The firm released the following statement:
The SEC filing which showed that Austin Private Wealth shorted a large number of shares of Trump Media & Technology Group Corp (DJT) was incorrect and we immediately amended it as soon as we learned of the error.
No client of APW holds, or has ever held, a put on DJT in the quantity initially reported. The correct holding amount was 12 contracts, or 1,200 shares — not 12 million shares, as was filed in error. In submitting the required report for the second quarter of 2024, a multiplier was applied by a third-party vendor that increased the number of the shares by a multiple of 10,000 for all options contracts (not just DJT). We did not catch the error before approving the filing.
We filed the report on July 12 to reflect our positions on June 28. We amended it on July 16.
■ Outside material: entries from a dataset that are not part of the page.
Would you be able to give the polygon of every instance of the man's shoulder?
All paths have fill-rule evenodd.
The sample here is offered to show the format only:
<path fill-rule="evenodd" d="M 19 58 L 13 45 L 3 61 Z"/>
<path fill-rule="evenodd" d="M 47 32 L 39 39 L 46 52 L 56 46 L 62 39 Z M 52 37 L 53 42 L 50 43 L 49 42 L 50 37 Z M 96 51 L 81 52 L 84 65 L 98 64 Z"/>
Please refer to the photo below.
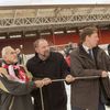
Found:
<path fill-rule="evenodd" d="M 58 52 L 51 52 L 52 57 L 63 57 L 62 53 Z"/>

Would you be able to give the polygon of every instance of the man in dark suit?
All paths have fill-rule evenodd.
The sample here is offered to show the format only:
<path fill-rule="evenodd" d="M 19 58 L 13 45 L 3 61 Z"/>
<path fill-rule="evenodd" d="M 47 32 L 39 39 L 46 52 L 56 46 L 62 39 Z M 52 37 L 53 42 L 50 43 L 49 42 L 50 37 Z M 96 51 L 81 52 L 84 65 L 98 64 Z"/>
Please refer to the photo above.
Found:
<path fill-rule="evenodd" d="M 80 33 L 80 44 L 70 54 L 70 70 L 73 76 L 94 77 L 101 79 L 108 77 L 110 57 L 98 47 L 99 36 L 95 26 L 88 26 Z M 105 97 L 100 79 L 81 79 L 72 84 L 73 110 L 106 110 Z"/>

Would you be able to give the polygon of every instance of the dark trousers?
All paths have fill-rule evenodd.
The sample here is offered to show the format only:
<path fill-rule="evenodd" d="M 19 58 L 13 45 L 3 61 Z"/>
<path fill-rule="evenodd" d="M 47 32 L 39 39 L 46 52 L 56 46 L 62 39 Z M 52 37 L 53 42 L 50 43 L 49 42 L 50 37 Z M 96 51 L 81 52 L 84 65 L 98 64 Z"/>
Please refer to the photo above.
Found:
<path fill-rule="evenodd" d="M 81 109 L 81 108 L 78 108 L 78 107 L 72 107 L 72 110 L 86 110 L 86 109 Z M 98 110 L 106 110 L 105 105 L 99 102 Z"/>
<path fill-rule="evenodd" d="M 106 107 L 102 102 L 99 102 L 98 110 L 106 110 Z"/>

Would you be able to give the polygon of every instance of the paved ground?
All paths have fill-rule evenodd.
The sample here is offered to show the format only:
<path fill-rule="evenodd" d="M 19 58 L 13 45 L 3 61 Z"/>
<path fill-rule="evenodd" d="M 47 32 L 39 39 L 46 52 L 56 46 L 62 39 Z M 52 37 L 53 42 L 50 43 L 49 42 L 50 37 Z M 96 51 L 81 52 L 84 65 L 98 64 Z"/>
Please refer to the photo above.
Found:
<path fill-rule="evenodd" d="M 68 105 L 67 105 L 67 110 L 70 110 L 70 87 L 66 86 L 66 90 L 67 90 L 67 97 L 68 97 Z M 110 107 L 106 108 L 106 110 L 110 110 Z"/>

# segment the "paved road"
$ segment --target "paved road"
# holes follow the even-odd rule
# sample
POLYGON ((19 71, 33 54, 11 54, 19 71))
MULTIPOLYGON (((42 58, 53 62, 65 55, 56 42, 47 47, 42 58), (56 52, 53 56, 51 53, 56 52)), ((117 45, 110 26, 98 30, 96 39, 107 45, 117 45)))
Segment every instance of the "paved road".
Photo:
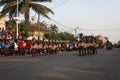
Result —
POLYGON ((76 51, 0 57, 0 80, 120 80, 120 48, 82 57, 76 51))

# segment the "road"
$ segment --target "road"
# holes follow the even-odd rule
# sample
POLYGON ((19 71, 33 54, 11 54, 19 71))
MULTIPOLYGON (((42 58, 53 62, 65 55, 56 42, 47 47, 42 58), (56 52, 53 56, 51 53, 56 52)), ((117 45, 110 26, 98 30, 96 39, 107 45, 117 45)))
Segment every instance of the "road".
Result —
POLYGON ((0 57, 0 80, 120 80, 120 48, 99 49, 92 56, 72 51, 0 57))

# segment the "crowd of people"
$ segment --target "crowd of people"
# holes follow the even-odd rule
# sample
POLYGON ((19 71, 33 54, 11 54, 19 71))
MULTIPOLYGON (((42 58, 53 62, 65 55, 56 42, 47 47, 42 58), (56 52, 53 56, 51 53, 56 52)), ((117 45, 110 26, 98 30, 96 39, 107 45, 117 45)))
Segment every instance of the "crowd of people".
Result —
POLYGON ((1 56, 24 56, 24 55, 52 55, 62 51, 76 50, 77 44, 72 45, 67 42, 45 41, 33 38, 32 40, 23 39, 0 39, 1 56))

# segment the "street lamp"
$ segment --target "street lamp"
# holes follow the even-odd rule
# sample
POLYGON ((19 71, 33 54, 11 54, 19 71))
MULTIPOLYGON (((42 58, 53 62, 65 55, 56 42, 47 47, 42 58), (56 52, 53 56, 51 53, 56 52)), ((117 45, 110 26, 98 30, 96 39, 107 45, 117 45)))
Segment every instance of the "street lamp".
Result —
POLYGON ((77 29, 78 29, 79 27, 76 27, 75 28, 75 37, 77 37, 77 29))
MULTIPOLYGON (((21 0, 20 0, 21 1, 21 0)), ((14 20, 16 21, 16 39, 18 39, 18 24, 20 23, 20 18, 18 16, 18 0, 17 0, 17 17, 14 17, 14 20)))

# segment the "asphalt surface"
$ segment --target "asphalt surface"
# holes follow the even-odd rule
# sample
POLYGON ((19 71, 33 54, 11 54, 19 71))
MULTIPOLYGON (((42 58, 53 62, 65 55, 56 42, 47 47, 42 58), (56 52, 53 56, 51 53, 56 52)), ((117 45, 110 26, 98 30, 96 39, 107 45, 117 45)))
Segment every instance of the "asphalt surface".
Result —
POLYGON ((99 49, 92 56, 72 51, 0 57, 0 80, 120 80, 120 48, 99 49))

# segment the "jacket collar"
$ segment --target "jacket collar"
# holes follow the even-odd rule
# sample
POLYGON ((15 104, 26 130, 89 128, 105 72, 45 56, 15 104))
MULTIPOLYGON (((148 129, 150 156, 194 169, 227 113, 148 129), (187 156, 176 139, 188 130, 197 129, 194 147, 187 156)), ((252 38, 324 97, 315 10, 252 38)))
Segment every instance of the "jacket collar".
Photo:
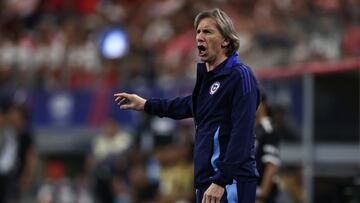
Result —
POLYGON ((227 59, 225 59, 225 61, 220 63, 218 66, 216 66, 210 72, 207 72, 205 63, 198 63, 197 68, 201 73, 206 74, 208 76, 220 76, 220 75, 229 74, 231 71, 231 68, 240 63, 241 62, 238 59, 238 54, 234 53, 233 55, 231 55, 227 59))

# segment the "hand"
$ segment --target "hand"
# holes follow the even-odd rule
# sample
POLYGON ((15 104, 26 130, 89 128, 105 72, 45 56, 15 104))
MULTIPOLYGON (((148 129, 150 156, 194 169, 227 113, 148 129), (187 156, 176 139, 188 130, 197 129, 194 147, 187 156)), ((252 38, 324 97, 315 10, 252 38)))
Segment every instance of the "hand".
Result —
POLYGON ((223 187, 212 183, 210 187, 205 191, 201 203, 220 203, 224 191, 225 189, 223 187))
POLYGON ((116 93, 114 97, 120 109, 144 110, 146 100, 136 94, 116 93))

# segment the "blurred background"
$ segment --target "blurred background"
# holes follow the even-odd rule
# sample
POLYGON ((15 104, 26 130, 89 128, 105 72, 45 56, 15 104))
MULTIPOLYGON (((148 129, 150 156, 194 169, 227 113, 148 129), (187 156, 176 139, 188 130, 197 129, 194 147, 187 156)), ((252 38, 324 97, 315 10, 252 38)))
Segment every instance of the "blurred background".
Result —
POLYGON ((280 137, 278 202, 360 202, 359 0, 0 0, 0 202, 193 202, 193 19, 233 19, 280 137))

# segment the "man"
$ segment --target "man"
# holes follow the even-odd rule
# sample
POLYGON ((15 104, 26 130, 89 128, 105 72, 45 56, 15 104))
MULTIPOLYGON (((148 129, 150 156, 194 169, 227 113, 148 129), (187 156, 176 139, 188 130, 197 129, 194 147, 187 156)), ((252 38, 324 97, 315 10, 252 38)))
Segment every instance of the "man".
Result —
POLYGON ((198 56, 192 95, 145 100, 114 96, 121 109, 195 122, 194 175, 198 203, 254 203, 259 176, 255 164, 255 112, 260 102, 250 68, 236 51, 239 39, 220 9, 199 13, 194 21, 198 56))
POLYGON ((274 203, 277 196, 277 172, 280 166, 279 137, 268 116, 268 104, 262 94, 256 112, 256 165, 260 181, 256 190, 256 203, 274 203))

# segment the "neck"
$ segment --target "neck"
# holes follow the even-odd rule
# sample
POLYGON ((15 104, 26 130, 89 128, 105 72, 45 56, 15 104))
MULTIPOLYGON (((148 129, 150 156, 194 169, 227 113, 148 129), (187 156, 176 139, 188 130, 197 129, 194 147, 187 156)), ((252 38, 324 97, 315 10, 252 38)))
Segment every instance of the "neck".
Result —
POLYGON ((206 69, 208 72, 214 70, 220 63, 224 62, 227 59, 227 56, 221 56, 213 62, 206 62, 206 69))

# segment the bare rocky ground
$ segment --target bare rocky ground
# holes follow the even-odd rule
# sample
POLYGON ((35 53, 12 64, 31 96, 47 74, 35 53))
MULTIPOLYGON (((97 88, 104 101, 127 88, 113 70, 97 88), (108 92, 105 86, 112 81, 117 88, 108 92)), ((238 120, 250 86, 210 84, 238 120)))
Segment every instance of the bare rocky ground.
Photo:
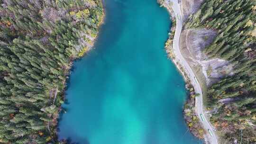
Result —
POLYGON ((192 68, 200 69, 208 86, 218 82, 223 77, 233 74, 233 65, 219 58, 209 59, 203 51, 213 40, 216 33, 213 30, 201 28, 183 31, 181 37, 181 50, 192 68))
MULTIPOLYGON (((182 10, 184 21, 196 12, 204 0, 182 0, 182 10)), ((181 36, 181 48, 201 82, 207 86, 218 82, 223 77, 233 74, 233 65, 219 58, 209 59, 203 50, 213 41, 216 33, 205 28, 185 29, 181 36), (204 77, 202 78, 201 77, 204 77)))
POLYGON ((209 59, 202 51, 213 40, 216 33, 205 28, 184 30, 182 39, 185 41, 187 50, 183 52, 190 58, 191 65, 199 66, 205 77, 208 86, 215 83, 223 77, 232 75, 233 65, 228 61, 219 58, 209 59))

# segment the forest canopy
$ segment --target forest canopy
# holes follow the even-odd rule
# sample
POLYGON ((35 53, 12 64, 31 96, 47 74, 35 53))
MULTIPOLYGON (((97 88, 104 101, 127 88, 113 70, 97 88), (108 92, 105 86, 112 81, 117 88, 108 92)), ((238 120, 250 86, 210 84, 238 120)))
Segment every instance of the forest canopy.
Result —
POLYGON ((72 61, 91 48, 100 0, 0 0, 0 143, 56 143, 72 61))
MULTIPOLYGON (((204 53, 235 66, 234 74, 212 85, 210 120, 227 144, 256 143, 256 0, 206 0, 186 28, 206 28, 218 35, 204 53), (220 100, 228 99, 227 102, 220 100)), ((224 144, 224 142, 223 142, 224 144)))

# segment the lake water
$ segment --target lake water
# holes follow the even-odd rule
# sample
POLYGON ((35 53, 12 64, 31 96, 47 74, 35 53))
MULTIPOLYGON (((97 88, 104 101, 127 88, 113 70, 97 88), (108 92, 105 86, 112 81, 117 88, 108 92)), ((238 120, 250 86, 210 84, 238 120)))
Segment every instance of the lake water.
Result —
POLYGON ((201 144, 187 131, 184 82, 166 58, 171 22, 156 0, 105 0, 95 49, 75 62, 60 139, 90 144, 201 144))

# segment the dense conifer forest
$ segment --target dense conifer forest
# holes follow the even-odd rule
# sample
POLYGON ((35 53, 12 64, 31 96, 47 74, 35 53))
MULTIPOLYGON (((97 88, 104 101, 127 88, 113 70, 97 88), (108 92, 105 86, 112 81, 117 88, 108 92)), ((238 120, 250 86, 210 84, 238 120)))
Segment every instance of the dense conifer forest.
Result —
POLYGON ((101 0, 0 0, 0 143, 57 143, 72 61, 93 45, 101 0))
POLYGON ((204 53, 234 67, 233 75, 212 85, 207 92, 210 121, 225 140, 220 144, 256 144, 256 0, 206 0, 185 27, 216 31, 204 53), (228 99, 219 102, 224 99, 228 99))

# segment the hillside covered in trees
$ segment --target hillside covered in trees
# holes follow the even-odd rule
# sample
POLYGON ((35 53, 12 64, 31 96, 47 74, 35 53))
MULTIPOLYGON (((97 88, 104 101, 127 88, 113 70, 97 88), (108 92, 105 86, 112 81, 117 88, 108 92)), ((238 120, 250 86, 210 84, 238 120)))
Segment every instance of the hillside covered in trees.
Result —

We deeply regret this error and the concern it has caused, especially at such a fraught moment for our nation. We are committed to full transparency and maintaining the trust of our clients. As such, we are reviewing our internal procedures and our processes with the third-party vendor that assists with SEC filings to better understand how this happened and avoid similar issues moving forward.
Social media users also scrutinized Austin Private Wealth’s investors. The latest 13F filings reveal a list of top investors, including influential globalists such as The Rothschild Family, BlackRock, Vanguard, and Meta, as well as prominent political families like the Bushes and the Cheneys.
CA Club India reported:
Investors in Austin Private Wealth
Austin Private Wealth LLC’s largest investors primarily include a mix of institutional funds and individual high-net-worth clients. Some of their top holdings, as reported in their latest 13F filing, include The Rothschild Family, BlackRock, Vanguard, Meta, George Bush and the Cheney Family
Conclusion
Trump’s death would have crashed the Nasdaq and Dow Jones for a week. According to our estimates, anyone who had this knowledge beforehand would have made an estimated $696 billion to $1 Trillion in profits.